The Post-2015 debate - a quick overview
- Established following the Millennium summit of the UN in 2000 -> Adaption of the UN Millennium declaration.
- Ideas for MDGs came from Adam Figueroa, OECD, the World bank and the IMF
- MDGs - 8 goals
- Progress towards achieving the goals has been uneven across countries.
- Brazil achieved many of the goals
- China and India are the two major successful countries
- Between 1990 & 2010 the population living on less than $1.25 a day in developing countries halved to 21% achieving MDG 1A before the target date.
- Conference was held in the UN head quarters on 20-22 September 2010 to review the progress.
- Post 2015 Development Agenda
- UN member states discussed the Post 2015 development Agenda at the MDG summit and initiated a process of consultations
- Civil society organisations also engaged in the post-2015 process, along with academia and other research institutions including think tanks.
- An agreement of the UN conference on Sustainable development at Rio de Janeiro in June 2012, to develop a set of future international development goals
- Rio +20’s outcome document- “The Future We Want” calls for the SDGs to be integrated into the UN’s post-2015 Development Agenda.
- An Open Working Group (OWG) consisting of 20 members was established by the UN.
- OWG is tasked with preparing a proposal on the SDGs
- High Level Panel (HLP) (http://www.beyond2015.org/un-high-level-panel)
- July 2012; Secretary General Ban Ki-Moon announced the 27 members of a High Level Panel to advice on the global development framework beyond 2015.
- “A New Global Partnership; Eradicate Poverty & transform economies through Sustainable development” – the HLP report.
- Need to address how to make a smooth transition from the MDGs to the SDGs.

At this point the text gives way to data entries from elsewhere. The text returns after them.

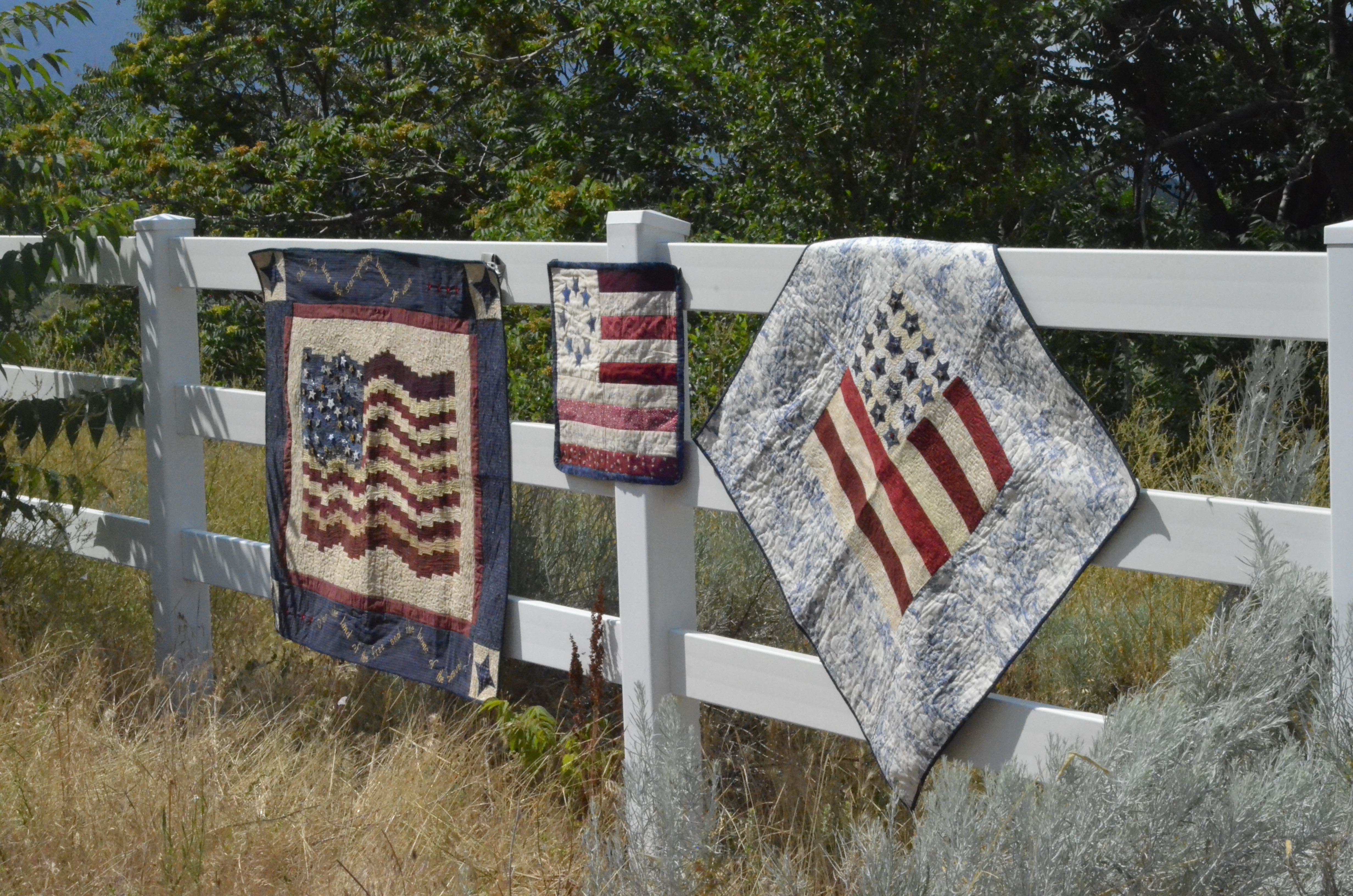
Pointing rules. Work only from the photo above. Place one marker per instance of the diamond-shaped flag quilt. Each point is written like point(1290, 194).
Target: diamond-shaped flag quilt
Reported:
point(923, 480)
point(619, 340)
point(389, 461)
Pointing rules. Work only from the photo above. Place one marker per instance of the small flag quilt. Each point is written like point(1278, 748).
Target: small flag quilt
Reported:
point(389, 461)
point(923, 480)
point(619, 340)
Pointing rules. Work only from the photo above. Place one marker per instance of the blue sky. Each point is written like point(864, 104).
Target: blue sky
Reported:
point(90, 44)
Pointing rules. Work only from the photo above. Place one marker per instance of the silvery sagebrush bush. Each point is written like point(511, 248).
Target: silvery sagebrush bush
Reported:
point(1263, 455)
point(670, 814)
point(1232, 775)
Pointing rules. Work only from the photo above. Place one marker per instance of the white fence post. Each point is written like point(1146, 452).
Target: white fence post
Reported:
point(655, 527)
point(1339, 240)
point(175, 477)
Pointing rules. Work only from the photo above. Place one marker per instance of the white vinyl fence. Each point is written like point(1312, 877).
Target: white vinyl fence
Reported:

- The argument that MDGs as a whole must be the first SDG.
- “It calls for ending extreme poverty in the context of Sustainable development and sustainable equity”- President of Indonesia on the HLP report.
- Women’s rights and equity
- Equity in distribution of resources
- “The Bedrock of Sustainable development must be the Rule of law, absence of conflict and corruption, and accountable government and institutions which are essential for tackling the cause for poverty”- Justine Greening, UK MP and Secretary of State.
- Ban Ki-Moon highlighted the report’s message- that the post 2015 development agenda should be universal applying to North & South alike; Sustainable Development must be firmly at the centre of the post 2015 development agenda; and peace and good governance are a core foundation for development
- The HLP is a report which sets out a universal agenda to eradicate extreme poverty from the face of the earth by 2030 and deliver on the promise of sustainable development.
- The road map:-
In the report the HLP calls for the new post 2015 goals to drive 5 big transformation shifts:-
1) Leave no one behind
2) Put sustainable development at the core
3) Transform economies for jobs and inclusive growth
4) Build peace and effective, open and accountable institutions for all
5) Forge a new global partnership
- Paul Polman in his article said that there is another view to eradicating poverty other than those that the HLP has mentioned.
- Post 2015 agenda should be different from its predecessor in 4 important respects:-
i. Empower people economically
ii. Adopting to climate disruption
iii. Good governance
iv. Tackle Inequality
- Debates and Discussions
- Initiated by the UN system, Governments, Civil societies, Private sectors, academia and research institutes
- Post 2015 MDGs are complicated than those followed by the UN in 2000.
- UN’s take:-
- Global poverty continues to decline
- “After 2015 efforts to achieve a world of prosperity, equity, freedom, dignity and peace will continue unabated”
- Topics discussed:-
- Eradicating poverty- seems to be the most discussed topic and the prominent one
- Environmental Protection – climate change etc...
- Equality in resource distribution
- Women empowerment – health, employment, rights etc...
- Equality in receiving education
- The role of Civil society organisations and their work together with the UN system
- Global South :-
- Priority for equality of access to education
- Women empowerment – reproduction health, under age marriages, right to marriage etc...
- Right to food and nutrition
- Eradicating poverty which is still considerably more in the South than the North.
- The need to restart debates on the goals of 2000 which have not been achieved.
- Where did they go wrong
- How do we correct the mistake
- What can we do to improve the speed of achieving the goals by 2015
- How do we shift easily from MDGs to SDGs
- Debates about “one size fits all” model of development:
- “Solutions cannot be “one size fits all”; the strategy must be devised with complexity in mind as the world consists of not only developed countries but also slow developing countries, land locked developing countries etc...
- Importance of business:
- Many discussions of organisations and states are centred around business as it is their belief that business can be a key contributing factor to the Economical development
- Discussions on the importance of agriculture and food; the increase in population and the difficulty of providing food for all.
- Forming a new agenda for post 2015 development is a group effort of the Governments, civil society organisations, private sectors, research institutions and the UN system itself.
- Since the debates and discussions are at an initial stage, it is very difficult to comment on the fact whether these recommendations and discussions have incorporated the SDGs in a meaningful way. One will have to wait till the Reports of the OWG and HLP are discussed in the 69th session of the UN General Assembly to see how it progresses.
- Issues that require further discussion and planning would be the issues of the increase in population and the scarcity of resources to provide for the increased population. Will there still be Poverty despite these goals?
- Will the World Leaders manage to eradicate poverty by 2030?